Elko has learned a lesson as valuable as gold: No economic boom is immune from a bust.

We hope Las Vegas leaders are paying attention.

Northern Nevada’s mining capital is reaping the riches of record gold prices. Its vibrant local economy has created challenges Southern Nevadans are all too familiar with: a shortage of housing, increased school enrollment, busier days for public safety workers.

A front-page story in Wednesday’s Los Angeles Times details the town’s prudent response: “Now the Elko city government is mostly socking away cash and putting off hiring, even for a police force strained by a transient population.”

Elko, like other mining towns, has been through the boom-and-bust cycle multiple times. Ten years ago, when Southern Nevada was leading the nation in population growth and job creation, falling gold prices sent Elko’s economy into hibernation. Homes were abandoned and no one was hiring.
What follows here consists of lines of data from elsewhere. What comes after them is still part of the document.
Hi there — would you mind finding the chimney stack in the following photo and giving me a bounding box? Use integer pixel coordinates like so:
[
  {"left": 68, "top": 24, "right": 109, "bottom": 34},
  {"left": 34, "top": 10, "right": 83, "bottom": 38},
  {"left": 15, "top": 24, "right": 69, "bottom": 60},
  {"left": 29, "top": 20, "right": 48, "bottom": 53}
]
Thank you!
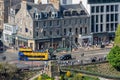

Today, most new Elko residents must hang their hat inside an RV or a trailer. New residential and commercial construction is cautiously limited. Elko officials still aren’t ready to pull the trigger on a $15 million recreation center; they want more tax dollars in reserve.

The city’s chief of police, Don Zumwalt, told the Times that his three dozen employees are overwhelmed at the moment, but taking on a payroll that isn’t sustainable over the long term isn’t a wise course. “Whenever the downturn comes, I don’t want to lay off a bunch of people,” he said.

The Times story makes mention of Southern Nevada’s lavish local government spending during the boom times. From the late 1980s until the middle of the previous decade, tax collections grew faster than population — and government personnel costs grew even faster than tax collections.

Dialing back that spending has been a brutal process. But rest assured, when the Las Vegas economy recovers, public-sector workers will demand the generous annual raises they once enjoyed plus additional increases to help them “catch up” on what they couldn’t collect during the recession.

Will Southern Nevada officials, like Elko leaders, have the fortitude to hold the line and look ahead to the next recession?